> -----Original Message-----
> From: Eugenio Perez Martin <[email protected]>
> Sent: 2025年12月19日 16:12
> To: Wafer <[email protected]>
> Cc: [email protected]; [email protected]; [email protected];
> [email protected]; [email protected]; Angus Chen
> <[email protected]>
> Subject: Re: [PATCH v3 4/4] vhost: SVQ add the indirect descriptors to
> available ring
>
> External Mail: This email originated from OUTSIDE of the organization!

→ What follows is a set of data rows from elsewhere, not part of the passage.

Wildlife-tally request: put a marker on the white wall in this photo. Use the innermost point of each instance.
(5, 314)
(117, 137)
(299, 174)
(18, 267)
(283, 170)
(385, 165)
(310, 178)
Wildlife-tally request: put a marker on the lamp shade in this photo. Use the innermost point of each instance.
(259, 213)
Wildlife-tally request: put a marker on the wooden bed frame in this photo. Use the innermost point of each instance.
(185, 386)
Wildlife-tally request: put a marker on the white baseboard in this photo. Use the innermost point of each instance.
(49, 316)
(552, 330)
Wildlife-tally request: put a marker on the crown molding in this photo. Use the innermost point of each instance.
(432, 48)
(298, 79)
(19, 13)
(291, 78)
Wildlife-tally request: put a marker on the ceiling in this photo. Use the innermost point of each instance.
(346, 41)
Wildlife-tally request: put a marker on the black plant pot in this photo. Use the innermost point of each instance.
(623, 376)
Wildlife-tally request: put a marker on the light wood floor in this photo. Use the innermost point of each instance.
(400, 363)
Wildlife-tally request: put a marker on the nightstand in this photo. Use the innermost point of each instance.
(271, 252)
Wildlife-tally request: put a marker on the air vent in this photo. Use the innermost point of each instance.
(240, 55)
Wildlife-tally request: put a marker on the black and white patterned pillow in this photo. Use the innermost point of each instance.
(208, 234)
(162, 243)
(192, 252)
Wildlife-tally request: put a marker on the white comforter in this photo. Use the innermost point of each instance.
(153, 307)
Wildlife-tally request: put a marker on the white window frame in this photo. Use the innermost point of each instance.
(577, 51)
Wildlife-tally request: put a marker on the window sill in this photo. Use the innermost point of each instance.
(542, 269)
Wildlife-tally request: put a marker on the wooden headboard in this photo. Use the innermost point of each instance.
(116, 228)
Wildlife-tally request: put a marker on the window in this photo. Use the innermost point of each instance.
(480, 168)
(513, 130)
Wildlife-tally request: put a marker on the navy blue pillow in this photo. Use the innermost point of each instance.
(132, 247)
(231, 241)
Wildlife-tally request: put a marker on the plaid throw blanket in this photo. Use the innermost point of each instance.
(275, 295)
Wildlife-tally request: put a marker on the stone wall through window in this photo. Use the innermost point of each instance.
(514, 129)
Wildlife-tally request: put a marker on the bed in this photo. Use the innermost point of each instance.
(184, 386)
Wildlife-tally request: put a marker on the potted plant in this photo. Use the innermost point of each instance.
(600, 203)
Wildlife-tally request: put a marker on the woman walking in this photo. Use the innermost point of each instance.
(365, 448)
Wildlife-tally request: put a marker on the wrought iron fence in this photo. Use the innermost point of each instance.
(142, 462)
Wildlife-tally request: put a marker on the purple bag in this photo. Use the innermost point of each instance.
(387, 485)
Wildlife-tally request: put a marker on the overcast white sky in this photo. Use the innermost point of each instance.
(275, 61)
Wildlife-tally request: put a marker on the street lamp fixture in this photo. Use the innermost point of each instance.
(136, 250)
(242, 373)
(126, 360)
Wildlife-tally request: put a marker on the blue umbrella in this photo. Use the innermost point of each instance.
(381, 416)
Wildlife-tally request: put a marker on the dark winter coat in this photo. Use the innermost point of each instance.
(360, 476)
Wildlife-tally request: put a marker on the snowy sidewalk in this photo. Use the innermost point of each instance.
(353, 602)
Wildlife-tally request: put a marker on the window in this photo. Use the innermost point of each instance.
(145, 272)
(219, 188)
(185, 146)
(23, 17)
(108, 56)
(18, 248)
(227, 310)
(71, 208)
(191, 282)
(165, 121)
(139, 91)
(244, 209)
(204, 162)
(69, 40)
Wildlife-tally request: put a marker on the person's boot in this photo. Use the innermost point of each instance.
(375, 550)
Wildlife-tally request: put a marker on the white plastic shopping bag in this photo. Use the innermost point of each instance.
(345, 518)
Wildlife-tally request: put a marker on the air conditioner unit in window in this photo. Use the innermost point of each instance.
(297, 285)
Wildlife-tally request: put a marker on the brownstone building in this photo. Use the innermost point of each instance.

> Do not click links, open attachments or provide ANY information unless you
> recognize the sender and know the content is safe.
>
>
> On Tue, Dec 16, 2025 at 2:59 AM Wafer Xie <[email protected]> wrote:
> >
> > From: wafer Xie <[email protected]>
> >
> > Retrieve the target buffer from the indirect buffers by index, add the
> > elements sent by the guest into the buffer’s indirect descriptors, and
> > update freed_head and freed_number. If freed_number is zero, or if the
> > current buffer’s freed_number is less than the number of elements,
> > update the buffer state to SVQ_INDIRECT_BUF_FREEING.
> >
> > Signed-off-by: wafer Xie <[email protected]>
> > ---
> > hw/virtio/vhost-shadow-virtqueue.c | 257
> > ++++++++++++++++++++++++++---
> > 1 file changed, 235 insertions(+), 22 deletions(-)
> >
> > diff --git a/hw/virtio/vhost-shadow-virtqueue.c
> > b/hw/virtio/vhost-shadow-virtqueue.c
> > index adee52f50b..c6064fb839 100644
> > --- a/hw/virtio/vhost-shadow-virtqueue.c
> > +++ b/hw/virtio/vhost-shadow-virtqueue.c
> > @@ -189,36 +189,246 @@ static bool
> vhost_svq_vring_write_descs(VhostShadowVirtqueue *svq, hwaddr *sg,
> > return true;
> > }
> >
> > -static bool vhost_svq_add_split(VhostShadowVirtqueue *svq,
> > +/**
> > + * Write descriptors to indirect descriptor table
> > + *
> > + * @svq: The shadow virtqueue
> > + * @sg: Cache for hwaddr
> > + * @iovec: The iovec from the guest
> > + * @num: iovec length
> > + * @addr: Descriptors' GPAs, if backed by guest memory
> > + * @buf: The indirect descriptor buffer
> > + * @offset_idx: Offset for write position
> > + * and next field (0 for out, out_num for in)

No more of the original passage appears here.